TEMPO.CO, Jakarta - Polemik terkait Rancangan Undang-Undang atau RUU Cipta Kerja terus berlangsung. Meski menuai protes, parlemen terus melakukan pembahasan dari RUU usulan pemerintah ini.
Terakhir, Badan Legislasi atau Baleg DPR RI menyatakan pembahasan 118 Daftar Inventarisasi Masalah (DIM) Bab III mengenai perizinan berusaha sudah tuntas. "Dengan demikian, selesailah pembahasan kami pada hari ini, 118 DIM," kata Ketua Baleg Supratman Andi Agtas pada Rabu, 19 Agustus 2020.
Tempo merangkum perjalanan RUU Cipta Kerja atau omnibus law beserta polemik yang menyertainya.
12 Februari 2020
Menteri Koordinator Bidang Perekonomian Airlangga Hartarto menyerahkan surat presiden (surpres) dan draf RUU Cipta Kerja ke Ketua DPR Puan Maharani. RUU yang diserahkan ini mencakup 15 bab dan 174 pasal.
16 Februari 2020
Empat hari setelah diserahkan ke DPR, Konfederasi Serikat Pekerja Indonesia (KSPI) langsung menggelar jumpa pers menolak Omnibus Law. “Gak ada otaknya itu pemerintah dan pengusaha. Kamu boleh kutip itu,” kata Presiden KSPI Said Iqbal, Minggu, 16 Februari 2020.

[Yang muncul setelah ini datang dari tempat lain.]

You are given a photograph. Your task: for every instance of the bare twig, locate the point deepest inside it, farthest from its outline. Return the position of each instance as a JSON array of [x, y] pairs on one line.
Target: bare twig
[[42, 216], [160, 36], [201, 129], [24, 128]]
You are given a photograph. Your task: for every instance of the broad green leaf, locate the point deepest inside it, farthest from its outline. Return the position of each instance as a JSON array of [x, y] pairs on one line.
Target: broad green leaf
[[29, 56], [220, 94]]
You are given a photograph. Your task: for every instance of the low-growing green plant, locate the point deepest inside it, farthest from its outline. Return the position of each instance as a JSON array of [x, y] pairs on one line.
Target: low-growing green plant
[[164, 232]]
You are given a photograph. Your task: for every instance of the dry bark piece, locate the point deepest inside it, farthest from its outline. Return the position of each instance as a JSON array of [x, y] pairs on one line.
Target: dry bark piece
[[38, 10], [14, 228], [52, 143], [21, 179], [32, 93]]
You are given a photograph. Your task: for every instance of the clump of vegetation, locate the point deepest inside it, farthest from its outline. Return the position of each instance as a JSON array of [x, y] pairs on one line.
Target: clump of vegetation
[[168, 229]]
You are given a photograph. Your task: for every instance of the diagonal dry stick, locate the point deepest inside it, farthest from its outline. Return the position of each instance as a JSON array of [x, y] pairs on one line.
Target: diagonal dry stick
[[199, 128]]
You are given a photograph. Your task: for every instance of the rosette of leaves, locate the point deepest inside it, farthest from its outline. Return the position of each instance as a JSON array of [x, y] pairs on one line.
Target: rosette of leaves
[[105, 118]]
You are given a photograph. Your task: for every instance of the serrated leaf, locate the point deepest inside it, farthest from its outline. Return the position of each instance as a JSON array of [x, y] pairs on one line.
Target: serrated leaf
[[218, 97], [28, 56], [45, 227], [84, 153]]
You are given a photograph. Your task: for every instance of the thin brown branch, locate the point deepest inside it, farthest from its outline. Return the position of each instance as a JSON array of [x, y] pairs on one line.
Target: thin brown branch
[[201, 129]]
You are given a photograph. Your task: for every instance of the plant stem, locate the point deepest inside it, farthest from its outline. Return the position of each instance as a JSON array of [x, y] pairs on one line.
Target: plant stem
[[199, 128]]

Ada sembilan alasan penolakan. Di antaranya seperti hilangnya aturan upah minimum, hilangnya pesangon, hingga praktik outsourcing atau alih daya yang dibebaskan untuk semua jenis pekerjaan tanpa batasan waktu.
28 Februari 2020
Ketua Umum Pengurus Besar Nahdlatul Ulama (PBNU) KH Said Aqil Siroj menerima kunjungan sejumlah serikat buruh. Said pun memastikan dukungannya terhadap perjuangan kaum buruh dalam Omnibus Law ini.
"Versi pemerintah RUU ini untuk menciptakan pekerjaan seluas-luasnya, tetapi kok malah berpotensi merugikan buruh. Undang-undang itu harus melindungi warga negara. Setiap ada yang merugikan rakyat, saya pastikan akan bela," kata Said.
24 April 2020
Kalangan buruh terus menyuarakan penolakan terhadap RUU Cipta Kerja. Hingga pada 24 April 2020, Presiden Joko Widodo atau Jokowi memutuskan untuk menunda pembahasan Omnibus Law khusus klaster Ketenagakerjaan.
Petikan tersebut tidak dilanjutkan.